Making the best of this bummer called life.
[RAINY DAY] If the tone of Portland noise-folk trio Meth Teeth's debut full-length, Everything Went Wrong, seems a tad pessimistic, there are good reasons for that. For starters, the album's recording process nearly destroyed the band. It took three full tries to get it done, after the first two were interrupted by everything from members quitting to malfunctioning equipment. If the third attempt had failed, the group was ready to just scrap the whole thing.
"We were so fucking mad at these songs," says 26-year-old singer-guitarist Mattey Hubele, his round, bearded face framed by a black hoodie.
Clearly, a lot of shit indeed went wrong for the band. But life wasn't always this difficult. In fact, in its two years together, Meth Teeth has gone pretty smoothly. It wrote and recorded what would become its first 7-inch two days after forming in 2007. A month later, the band piled into a Dodge Stratus and left on tour (the band claims to have logged a jaw-dropping 10,000 miles), miraculously playing nearly every scheduled show. And that's not to mention that Hubele and drummer Kyle Raquipiso both managed to make clean breaks from their hometown in Tri-Cities, Wash., an area known for nuclear waste and—as the band name suggests—tweakers.

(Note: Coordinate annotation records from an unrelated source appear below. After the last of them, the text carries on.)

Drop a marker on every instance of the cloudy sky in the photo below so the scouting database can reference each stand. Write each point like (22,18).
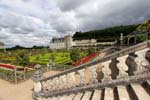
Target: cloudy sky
(35,22)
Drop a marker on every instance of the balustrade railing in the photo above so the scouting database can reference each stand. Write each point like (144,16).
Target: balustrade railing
(75,79)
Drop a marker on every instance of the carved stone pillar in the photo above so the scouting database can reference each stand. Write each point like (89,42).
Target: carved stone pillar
(37,87)
(106,71)
(44,86)
(82,76)
(141,61)
(49,85)
(36,78)
(93,74)
(122,66)
(63,82)
(71,79)
(56,83)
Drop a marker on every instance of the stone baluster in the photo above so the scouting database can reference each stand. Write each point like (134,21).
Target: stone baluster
(93,74)
(44,85)
(121,65)
(56,83)
(106,71)
(82,76)
(63,82)
(37,84)
(71,79)
(49,85)
(141,61)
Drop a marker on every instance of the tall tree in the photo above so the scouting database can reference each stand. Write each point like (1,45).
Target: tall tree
(75,54)
(22,58)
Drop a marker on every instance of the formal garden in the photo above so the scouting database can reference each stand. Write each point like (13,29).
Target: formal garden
(19,64)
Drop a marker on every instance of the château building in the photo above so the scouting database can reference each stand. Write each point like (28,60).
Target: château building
(2,46)
(61,43)
(67,43)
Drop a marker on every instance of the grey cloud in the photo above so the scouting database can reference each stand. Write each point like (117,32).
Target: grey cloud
(67,5)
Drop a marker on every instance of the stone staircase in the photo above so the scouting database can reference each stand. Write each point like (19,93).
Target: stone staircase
(123,75)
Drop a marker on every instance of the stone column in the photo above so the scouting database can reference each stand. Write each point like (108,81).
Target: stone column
(44,86)
(82,76)
(71,79)
(63,82)
(36,78)
(56,83)
(93,74)
(122,66)
(141,61)
(106,71)
(49,85)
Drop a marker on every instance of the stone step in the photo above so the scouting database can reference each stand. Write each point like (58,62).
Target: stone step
(71,96)
(148,82)
(140,92)
(87,95)
(97,95)
(130,92)
(123,93)
(78,96)
(109,95)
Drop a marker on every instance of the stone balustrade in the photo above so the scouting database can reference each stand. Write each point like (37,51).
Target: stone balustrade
(68,80)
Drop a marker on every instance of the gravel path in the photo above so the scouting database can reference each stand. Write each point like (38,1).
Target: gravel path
(21,91)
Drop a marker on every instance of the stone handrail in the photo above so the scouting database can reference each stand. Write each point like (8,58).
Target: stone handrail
(51,85)
(111,56)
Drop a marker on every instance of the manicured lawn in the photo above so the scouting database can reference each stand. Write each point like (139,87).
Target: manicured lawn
(60,58)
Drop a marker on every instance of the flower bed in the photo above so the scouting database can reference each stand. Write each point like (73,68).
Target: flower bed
(7,66)
(85,59)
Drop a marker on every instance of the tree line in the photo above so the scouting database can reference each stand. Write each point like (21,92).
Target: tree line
(108,34)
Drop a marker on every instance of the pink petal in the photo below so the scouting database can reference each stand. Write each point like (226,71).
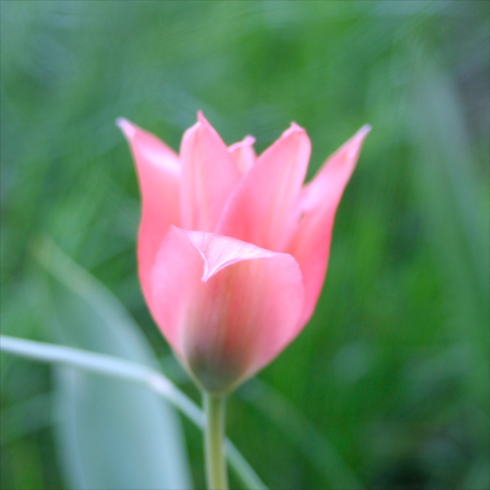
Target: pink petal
(158,170)
(243,154)
(226,307)
(311,243)
(260,209)
(209,176)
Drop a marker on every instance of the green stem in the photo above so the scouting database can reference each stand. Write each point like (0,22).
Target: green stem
(214,407)
(128,371)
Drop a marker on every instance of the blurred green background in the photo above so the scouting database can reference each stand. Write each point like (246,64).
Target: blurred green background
(388,385)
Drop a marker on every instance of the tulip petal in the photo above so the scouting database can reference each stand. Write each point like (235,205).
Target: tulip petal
(159,170)
(226,307)
(243,154)
(320,198)
(260,209)
(209,175)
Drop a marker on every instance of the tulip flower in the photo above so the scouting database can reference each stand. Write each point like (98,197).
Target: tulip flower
(233,248)
(232,252)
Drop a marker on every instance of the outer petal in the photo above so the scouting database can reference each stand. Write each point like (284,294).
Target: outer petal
(243,153)
(209,176)
(311,242)
(226,307)
(159,170)
(260,209)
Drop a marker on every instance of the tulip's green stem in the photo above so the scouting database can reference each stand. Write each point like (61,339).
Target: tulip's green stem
(214,407)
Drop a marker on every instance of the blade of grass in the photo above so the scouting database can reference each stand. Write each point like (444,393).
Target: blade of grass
(132,372)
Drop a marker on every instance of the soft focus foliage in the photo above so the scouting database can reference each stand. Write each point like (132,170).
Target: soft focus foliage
(388,385)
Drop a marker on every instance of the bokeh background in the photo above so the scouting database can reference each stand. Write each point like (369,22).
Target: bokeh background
(388,385)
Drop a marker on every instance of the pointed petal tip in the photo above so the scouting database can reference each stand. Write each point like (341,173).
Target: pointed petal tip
(126,127)
(247,141)
(364,130)
(295,127)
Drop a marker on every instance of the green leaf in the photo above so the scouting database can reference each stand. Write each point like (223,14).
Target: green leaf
(110,434)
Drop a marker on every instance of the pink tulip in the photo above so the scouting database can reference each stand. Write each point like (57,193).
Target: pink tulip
(233,248)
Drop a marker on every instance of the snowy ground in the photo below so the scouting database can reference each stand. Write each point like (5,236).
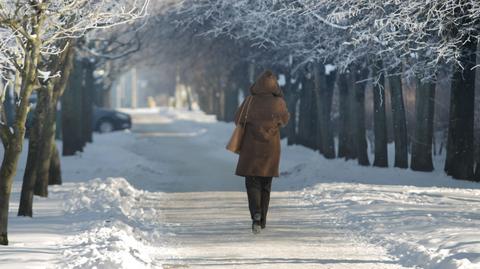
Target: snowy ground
(164,195)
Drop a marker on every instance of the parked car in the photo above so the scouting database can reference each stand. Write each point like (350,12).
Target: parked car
(109,120)
(104,120)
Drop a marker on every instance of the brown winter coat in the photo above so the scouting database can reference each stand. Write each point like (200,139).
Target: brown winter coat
(260,151)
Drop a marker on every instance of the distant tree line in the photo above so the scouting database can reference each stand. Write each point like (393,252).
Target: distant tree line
(48,48)
(340,61)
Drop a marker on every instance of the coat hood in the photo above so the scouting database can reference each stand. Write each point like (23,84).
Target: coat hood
(266,83)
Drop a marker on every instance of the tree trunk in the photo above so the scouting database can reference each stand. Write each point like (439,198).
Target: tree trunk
(13,141)
(422,142)
(87,94)
(7,173)
(344,147)
(380,119)
(306,122)
(291,100)
(399,122)
(33,158)
(460,156)
(324,97)
(55,172)
(359,77)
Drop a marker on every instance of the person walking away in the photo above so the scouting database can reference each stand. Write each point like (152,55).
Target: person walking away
(259,157)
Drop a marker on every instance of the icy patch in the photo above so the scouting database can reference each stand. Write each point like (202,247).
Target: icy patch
(113,195)
(433,228)
(111,246)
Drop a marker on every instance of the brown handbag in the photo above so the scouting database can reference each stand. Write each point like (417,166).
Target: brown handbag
(235,142)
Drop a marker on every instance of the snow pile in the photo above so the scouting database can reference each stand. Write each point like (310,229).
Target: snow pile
(112,196)
(114,231)
(426,227)
(114,245)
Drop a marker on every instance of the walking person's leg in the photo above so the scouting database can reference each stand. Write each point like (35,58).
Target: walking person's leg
(266,189)
(254,193)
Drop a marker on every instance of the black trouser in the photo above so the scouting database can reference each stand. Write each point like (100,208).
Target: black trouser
(258,191)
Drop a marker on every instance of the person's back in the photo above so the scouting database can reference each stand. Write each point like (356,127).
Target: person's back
(259,159)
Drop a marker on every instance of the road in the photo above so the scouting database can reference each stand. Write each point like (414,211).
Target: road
(205,216)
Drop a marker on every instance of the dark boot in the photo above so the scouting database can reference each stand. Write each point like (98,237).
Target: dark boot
(266,189)
(256,227)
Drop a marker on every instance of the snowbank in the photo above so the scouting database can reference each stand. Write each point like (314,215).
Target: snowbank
(113,231)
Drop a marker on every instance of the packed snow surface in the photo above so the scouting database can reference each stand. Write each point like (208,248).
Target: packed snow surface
(164,196)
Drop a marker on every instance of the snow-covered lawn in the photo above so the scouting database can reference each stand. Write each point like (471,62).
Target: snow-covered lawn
(139,200)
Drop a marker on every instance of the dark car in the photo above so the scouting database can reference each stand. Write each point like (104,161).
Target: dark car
(108,120)
(104,120)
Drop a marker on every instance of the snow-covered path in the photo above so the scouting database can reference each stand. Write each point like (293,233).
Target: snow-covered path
(206,214)
(164,196)
(211,230)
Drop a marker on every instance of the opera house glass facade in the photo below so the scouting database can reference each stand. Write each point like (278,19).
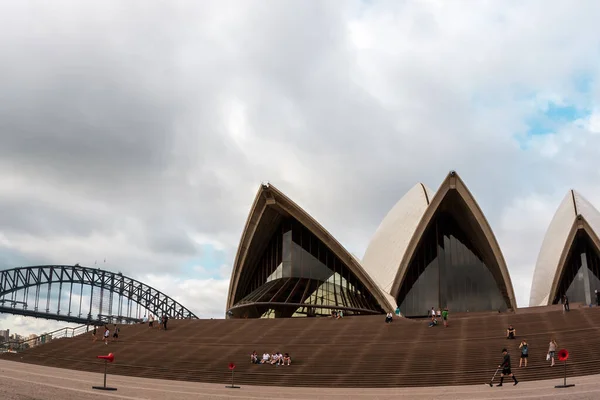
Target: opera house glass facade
(448,271)
(432,249)
(298,276)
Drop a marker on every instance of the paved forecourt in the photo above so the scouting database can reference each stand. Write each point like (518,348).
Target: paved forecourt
(19,381)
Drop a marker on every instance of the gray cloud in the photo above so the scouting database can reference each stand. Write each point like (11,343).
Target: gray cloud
(137,132)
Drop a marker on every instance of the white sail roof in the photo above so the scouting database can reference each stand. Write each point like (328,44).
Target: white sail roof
(556,242)
(387,247)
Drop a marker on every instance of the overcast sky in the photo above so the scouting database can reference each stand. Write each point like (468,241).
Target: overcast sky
(139,131)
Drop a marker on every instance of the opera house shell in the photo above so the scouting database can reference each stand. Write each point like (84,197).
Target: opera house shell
(569,259)
(431,250)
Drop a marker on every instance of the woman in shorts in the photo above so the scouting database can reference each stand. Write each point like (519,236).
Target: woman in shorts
(551,351)
(524,353)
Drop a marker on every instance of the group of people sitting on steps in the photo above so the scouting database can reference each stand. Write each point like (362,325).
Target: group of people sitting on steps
(511,334)
(439,314)
(274,359)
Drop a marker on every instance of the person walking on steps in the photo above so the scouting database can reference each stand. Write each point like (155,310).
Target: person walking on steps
(566,303)
(524,353)
(506,371)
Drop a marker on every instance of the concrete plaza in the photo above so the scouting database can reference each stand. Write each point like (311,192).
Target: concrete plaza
(19,381)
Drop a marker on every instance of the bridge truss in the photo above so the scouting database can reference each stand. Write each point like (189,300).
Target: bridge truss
(82,295)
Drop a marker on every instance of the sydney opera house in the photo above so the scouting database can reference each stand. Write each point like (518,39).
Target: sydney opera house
(433,249)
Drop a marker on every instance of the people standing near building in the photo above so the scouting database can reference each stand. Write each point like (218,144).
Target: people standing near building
(506,371)
(116,333)
(106,334)
(445,317)
(511,332)
(524,353)
(566,303)
(388,318)
(551,351)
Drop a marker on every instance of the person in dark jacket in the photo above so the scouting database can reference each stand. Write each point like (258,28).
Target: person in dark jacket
(506,371)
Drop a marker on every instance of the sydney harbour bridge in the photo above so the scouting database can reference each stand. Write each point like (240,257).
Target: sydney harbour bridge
(82,295)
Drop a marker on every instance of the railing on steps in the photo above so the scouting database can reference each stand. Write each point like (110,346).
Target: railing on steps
(21,345)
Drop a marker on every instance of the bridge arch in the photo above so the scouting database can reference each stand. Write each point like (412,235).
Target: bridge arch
(105,286)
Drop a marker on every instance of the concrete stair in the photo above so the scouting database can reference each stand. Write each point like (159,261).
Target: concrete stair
(359,351)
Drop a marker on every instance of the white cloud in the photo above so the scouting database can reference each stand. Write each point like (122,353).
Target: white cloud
(144,142)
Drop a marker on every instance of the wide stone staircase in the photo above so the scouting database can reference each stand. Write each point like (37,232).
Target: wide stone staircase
(359,351)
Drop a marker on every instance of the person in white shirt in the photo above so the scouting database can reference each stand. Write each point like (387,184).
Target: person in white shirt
(265,358)
(388,318)
(106,334)
(274,358)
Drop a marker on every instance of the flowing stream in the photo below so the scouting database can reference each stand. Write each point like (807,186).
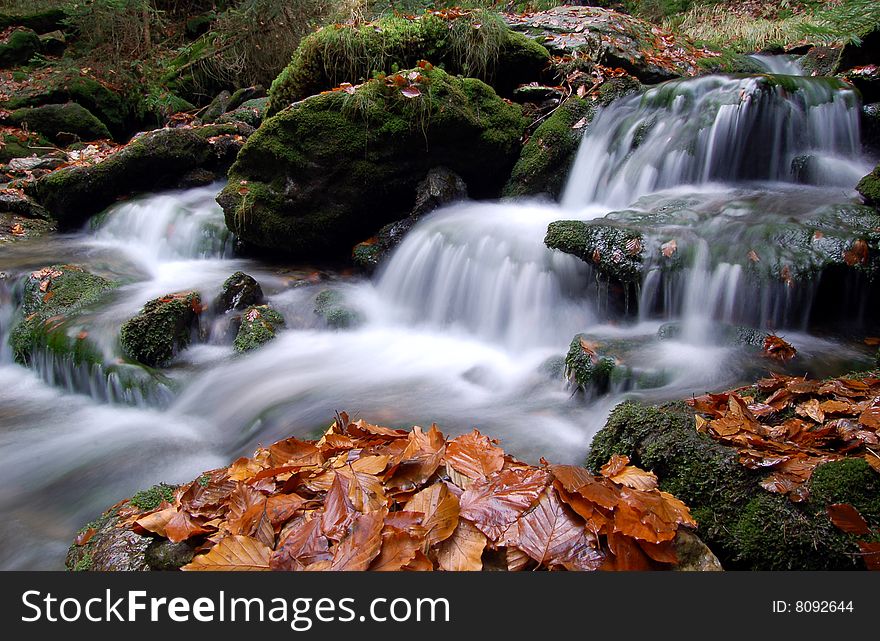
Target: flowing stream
(465,325)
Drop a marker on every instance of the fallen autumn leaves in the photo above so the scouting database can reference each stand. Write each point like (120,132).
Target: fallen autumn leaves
(366,497)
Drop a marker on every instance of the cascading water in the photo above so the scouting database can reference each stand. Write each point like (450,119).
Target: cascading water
(465,325)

But then, last winter came. "I was living in a concrete basement with no heat," says Hubele. "So that helped piss me off really bad." Everything Went Wrong is a product of that period. The frustration shows: Although there are underpinnings of melody and ramshackle Americana, it's almost completely swallowed by analog fuzz; Hubele's languid, disconnected vocals are buried by heaps of distortion; songs have titles like "World is Going to End Soon" and "Failures Selected by God." Hubele says it's an album about "being bummed in the winter here and hanging out with crazy alcoholic girls who ruin your life." Considering when it was written, that's understandable. It also didn't help that at the time, Hubele was hanging out with a bunch of goths who "would talk about how being bummed is a way of life while taking huge bong rips and watching Tupac videos."
He laughs at the image, and it becomes apparent that maybe he isn't the giant buzzkill he appears to be. Hubele shrugs. "I think things are better now."
SEE IT: Meth Teeth plays Doug Fir on Sunday, Nov. 22, with the Dutchess and the Duke and Greg Ashley. 9 pm. $10. 21+.